English vocabulary is of two very different kinds*. It consists firstly of the predominantly one-syllable Anglo-Saxon words like fire, climb, ask. And secondly there are the multi-syllable words like conflagration, comprehension, interrogate which came into the language from Latin and Greek after the Norman invasion in 1066.
Although the short Anglo-Saxon words constitute only about 10% of total English vocabulary, they are the mainstay of everyday conversational English - in fact they make up almost all of the 100 most commonly-used words in the English language. The longer French, Greek or Latin-origin words are found in formal settings such as education and government.
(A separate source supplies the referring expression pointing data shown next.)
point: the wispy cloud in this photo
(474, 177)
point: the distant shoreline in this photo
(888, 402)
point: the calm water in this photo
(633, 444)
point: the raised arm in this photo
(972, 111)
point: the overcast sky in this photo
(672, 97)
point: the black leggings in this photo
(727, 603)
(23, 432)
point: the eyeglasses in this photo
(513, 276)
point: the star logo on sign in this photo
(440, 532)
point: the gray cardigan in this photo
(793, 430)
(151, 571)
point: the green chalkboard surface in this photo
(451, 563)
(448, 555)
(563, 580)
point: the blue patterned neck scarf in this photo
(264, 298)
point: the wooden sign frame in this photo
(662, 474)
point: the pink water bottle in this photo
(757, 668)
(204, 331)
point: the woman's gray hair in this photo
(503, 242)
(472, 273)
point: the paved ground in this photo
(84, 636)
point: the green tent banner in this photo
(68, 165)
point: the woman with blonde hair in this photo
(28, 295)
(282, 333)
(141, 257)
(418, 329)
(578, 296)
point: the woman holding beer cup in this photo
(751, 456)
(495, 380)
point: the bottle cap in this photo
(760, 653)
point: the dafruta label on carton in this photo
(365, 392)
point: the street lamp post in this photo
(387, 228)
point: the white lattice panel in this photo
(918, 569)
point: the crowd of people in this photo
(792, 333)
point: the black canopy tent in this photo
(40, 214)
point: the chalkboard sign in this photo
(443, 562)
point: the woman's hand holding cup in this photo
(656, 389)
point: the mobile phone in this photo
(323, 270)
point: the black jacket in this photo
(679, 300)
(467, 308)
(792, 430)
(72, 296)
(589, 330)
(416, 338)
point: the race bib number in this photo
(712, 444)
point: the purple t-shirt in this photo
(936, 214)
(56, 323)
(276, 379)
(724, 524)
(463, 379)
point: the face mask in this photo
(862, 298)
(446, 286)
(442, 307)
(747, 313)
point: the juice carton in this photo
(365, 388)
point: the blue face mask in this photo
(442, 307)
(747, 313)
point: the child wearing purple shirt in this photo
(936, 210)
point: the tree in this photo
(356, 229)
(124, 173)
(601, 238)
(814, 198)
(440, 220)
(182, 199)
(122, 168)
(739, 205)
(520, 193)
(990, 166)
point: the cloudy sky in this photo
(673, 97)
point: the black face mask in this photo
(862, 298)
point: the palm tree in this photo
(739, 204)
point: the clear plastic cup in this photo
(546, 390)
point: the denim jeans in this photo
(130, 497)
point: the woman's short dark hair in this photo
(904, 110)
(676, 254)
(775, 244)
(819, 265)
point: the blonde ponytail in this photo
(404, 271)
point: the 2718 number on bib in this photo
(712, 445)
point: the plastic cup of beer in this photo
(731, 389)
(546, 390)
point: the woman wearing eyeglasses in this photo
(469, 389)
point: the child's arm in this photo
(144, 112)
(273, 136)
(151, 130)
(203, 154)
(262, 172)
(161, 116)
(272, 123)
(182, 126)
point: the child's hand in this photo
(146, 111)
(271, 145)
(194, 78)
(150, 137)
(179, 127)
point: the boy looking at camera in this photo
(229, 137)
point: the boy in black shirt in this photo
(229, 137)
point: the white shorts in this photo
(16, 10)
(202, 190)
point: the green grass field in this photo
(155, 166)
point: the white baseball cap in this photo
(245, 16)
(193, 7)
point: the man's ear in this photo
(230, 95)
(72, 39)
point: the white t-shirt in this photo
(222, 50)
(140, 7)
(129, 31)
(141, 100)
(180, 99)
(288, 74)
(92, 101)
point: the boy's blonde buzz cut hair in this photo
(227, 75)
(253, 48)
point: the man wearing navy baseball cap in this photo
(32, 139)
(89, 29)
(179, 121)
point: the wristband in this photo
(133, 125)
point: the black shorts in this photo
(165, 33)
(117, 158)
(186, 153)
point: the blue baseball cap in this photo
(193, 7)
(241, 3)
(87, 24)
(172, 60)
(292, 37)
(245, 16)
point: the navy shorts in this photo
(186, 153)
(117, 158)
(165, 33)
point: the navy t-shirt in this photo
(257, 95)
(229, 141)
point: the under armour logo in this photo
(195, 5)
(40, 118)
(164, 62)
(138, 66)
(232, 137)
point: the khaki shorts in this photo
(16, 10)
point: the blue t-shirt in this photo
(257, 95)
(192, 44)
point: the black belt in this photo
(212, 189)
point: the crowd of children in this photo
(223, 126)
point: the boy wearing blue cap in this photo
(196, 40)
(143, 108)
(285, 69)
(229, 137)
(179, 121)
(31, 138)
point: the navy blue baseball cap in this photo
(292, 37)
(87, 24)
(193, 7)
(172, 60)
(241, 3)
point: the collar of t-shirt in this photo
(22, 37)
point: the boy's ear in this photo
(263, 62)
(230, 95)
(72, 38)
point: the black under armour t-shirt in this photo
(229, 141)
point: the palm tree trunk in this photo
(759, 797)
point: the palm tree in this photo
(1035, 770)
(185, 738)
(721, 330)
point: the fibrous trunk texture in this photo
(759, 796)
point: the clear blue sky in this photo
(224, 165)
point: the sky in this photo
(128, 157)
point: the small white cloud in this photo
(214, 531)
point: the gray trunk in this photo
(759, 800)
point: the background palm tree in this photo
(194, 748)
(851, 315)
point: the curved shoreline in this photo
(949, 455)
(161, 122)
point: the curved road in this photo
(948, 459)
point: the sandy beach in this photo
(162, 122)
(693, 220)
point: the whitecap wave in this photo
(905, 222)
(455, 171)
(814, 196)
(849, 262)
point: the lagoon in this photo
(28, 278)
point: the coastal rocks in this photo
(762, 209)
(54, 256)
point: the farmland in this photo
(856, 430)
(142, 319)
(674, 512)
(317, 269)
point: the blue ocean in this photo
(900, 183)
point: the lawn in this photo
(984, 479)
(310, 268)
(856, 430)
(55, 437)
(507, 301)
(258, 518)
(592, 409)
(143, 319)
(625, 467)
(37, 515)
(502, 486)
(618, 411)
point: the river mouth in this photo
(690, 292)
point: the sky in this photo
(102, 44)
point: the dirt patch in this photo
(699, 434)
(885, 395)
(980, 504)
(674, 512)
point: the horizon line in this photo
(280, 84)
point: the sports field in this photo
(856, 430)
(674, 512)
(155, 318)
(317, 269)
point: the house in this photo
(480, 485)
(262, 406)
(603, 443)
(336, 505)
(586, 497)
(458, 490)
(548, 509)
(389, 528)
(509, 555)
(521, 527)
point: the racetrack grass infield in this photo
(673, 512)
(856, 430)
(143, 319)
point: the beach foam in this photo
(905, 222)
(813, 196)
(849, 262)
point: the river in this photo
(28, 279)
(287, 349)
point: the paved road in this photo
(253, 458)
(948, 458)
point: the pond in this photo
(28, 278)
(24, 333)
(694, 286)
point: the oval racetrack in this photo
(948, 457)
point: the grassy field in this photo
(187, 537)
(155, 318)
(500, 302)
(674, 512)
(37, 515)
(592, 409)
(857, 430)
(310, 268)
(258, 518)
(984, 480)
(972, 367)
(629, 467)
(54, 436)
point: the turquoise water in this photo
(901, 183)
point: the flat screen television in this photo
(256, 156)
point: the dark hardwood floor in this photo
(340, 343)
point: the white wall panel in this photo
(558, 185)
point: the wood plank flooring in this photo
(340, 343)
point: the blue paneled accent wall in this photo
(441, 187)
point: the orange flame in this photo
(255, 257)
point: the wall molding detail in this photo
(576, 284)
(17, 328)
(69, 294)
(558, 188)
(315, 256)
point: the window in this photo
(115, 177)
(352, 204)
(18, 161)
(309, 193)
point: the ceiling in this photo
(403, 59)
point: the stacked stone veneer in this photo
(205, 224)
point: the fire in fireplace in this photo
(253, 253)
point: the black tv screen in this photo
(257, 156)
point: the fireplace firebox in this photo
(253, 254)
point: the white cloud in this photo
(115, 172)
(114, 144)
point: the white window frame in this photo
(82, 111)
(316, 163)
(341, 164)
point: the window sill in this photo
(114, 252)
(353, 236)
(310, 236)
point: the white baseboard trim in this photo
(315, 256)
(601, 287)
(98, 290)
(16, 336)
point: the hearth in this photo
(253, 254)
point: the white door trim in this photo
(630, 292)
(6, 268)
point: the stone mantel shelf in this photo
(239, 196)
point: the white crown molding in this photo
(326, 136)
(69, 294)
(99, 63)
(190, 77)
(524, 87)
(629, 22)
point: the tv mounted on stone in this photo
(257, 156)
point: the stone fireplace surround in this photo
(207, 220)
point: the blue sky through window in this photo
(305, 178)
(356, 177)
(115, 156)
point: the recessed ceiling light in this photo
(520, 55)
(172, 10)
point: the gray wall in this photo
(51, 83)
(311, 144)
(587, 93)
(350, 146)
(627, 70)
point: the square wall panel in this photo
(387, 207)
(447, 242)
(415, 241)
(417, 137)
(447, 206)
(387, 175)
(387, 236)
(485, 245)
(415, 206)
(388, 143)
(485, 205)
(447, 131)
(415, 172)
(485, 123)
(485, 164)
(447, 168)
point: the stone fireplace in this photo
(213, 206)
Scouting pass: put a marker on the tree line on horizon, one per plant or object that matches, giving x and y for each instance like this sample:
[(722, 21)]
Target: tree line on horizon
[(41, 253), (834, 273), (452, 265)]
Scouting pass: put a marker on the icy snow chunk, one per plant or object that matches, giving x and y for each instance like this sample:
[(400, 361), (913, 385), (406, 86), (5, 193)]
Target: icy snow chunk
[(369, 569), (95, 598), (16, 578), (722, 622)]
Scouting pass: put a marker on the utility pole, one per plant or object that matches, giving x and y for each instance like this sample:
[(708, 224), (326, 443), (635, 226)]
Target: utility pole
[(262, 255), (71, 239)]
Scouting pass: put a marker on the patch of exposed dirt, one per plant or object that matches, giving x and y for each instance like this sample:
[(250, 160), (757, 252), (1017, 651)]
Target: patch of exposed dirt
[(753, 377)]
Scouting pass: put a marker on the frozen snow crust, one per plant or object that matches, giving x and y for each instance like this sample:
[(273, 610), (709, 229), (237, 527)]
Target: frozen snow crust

In general**, the short words of Anglo-Saxon origin are easy to learn and use. Since these words are also the most common ones in the language, it is no surprise that many ESL learners pick them up quickly and soon become proficient in conversational English. The other words (of French, Latin or Greek origin, which comprise about 90% of the language) are harder to learn, often because they convey abstract concepts. However they are prerequisite to the comprehension of academic texts. Reading comprehension, in turn, is a prerequisite of academic success.
This interdependence of vocabulary knowledge, reading ability and academic achievement is summarized by Folse (2004):
"Nonnative speakers must have good reading skills if they expect to have any chance of academic success. Numerous researchers have shown the relationship between vocabulary knowledge and reading ability."It is evident, therefore, that students who want to do well in school will have to build a large vocabulary.
In summary, learning vocabulary is the most important thing that ESL students should focus on in order to achieve academic success - over and above completing the regular class work. Teachers who follow the above advice will be making a significant contribution, not only to the student's English vocabulary development but also to his or her ability to do well in their subject.
Folse, K. 2004. Vocabulary Myths: Applying second language research to classroom teaching. University of Michigan Press.